ECgene (http://genome.ewha.ac.kr/ECgene) was developed to provide functional annotation for alternatively spliced genes. The applications encompass the genome-based transcript modeling for alternative splicing (AS), domain analysis with Gene Ontology (GO) annotation and expression analysis based on the EST and SAGE data. We have expanded the ECgene's AS modeling and EST clustering to nine organisms for which sufficient EST data are available in the GenBank. As for the human genome, we have also introduced several new applications to analyze differential expression. ECprofiler is an ontology-based candidate gene search system that allows users to select an arbitrary combination of gene expression pattern and GO functional categories. DEGEST is a database of differentially expressed genes and isoforms based on the EST information. Importantly, gene expression is analyzed at three distinctive levels—gene, isoform and exon levels. The user interfaces for functional and expression analyses have been substantially improved. ASviewer is a dedicated java application that visualizes the transcript structure and functional features of alternatively spliced variants. The SAGE part of the expression module provides many additional features including SNP, differential expression and alternative tag positions.

INTRODUCTION

Alternative splicing (AS) is an eukaryote-specific cellular mechanism of creating diverse mRNA structures by differential use of splice sites (1). We have seen substantial progress in understanding the significance and mechanism of AS via both computational and experimental approaches. Several studies have revealed the role of AS in developmental regulation (2), evolutionary processes (3) and even in psychological behavior (4). Burge and coworkers developed computational methods to identify regulatory elements of AS—i.e. enhancers and silencers of splicing (5,6). High-throughput experimental techniques such as splice arrays have become commercially available recently.

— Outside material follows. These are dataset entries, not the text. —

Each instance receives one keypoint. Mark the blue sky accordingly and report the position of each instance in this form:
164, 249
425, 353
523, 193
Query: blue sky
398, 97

Proper functional annotation is an essential part in understanding the role of splice variants at the genome scale (7). Many databases and applications have been developed to annotate genomes so far. European community (especially the EBI) has made significant efforts to include splice variants as a part of their Ensembl genome annotation project. Tharanaj and coworkers have developed a series of databases (ASD, AltSplice and AltTrans) by datamining GenBank sequences and PubMed literatures (8,9). AceView provides a comprehensive overview of functional and structural aspects of alternatively spliced genes for human, worm and Arabidopsis genomes (10). Lee et al. (11) developed algorithms and databases (ASAP; alternative splicing annotation project) to analyze AS at the genome-wide level. Recently they developed an algorithm to predict the full-length mRNA models which is critical in understanding the significance of a given AS at the transcript level, not at the individual exon level (12). At the time of writing, they updated the ASAP database to ASAP II which covers 17 organisms and supports comparative analysis of splice variants (http://www.bioinformatics.ucla.edu/ASAP2). Holste et al. (13) developed the Hollywood database in which the conservation of AS pattern in human and mouse can be examined. Numerous other databases (14,15) are available either to model the diverse gene structures or to predict the splice variants (e.g. see the website for the NAR database issues; http://www3.oup.co.uk/nar/database/c).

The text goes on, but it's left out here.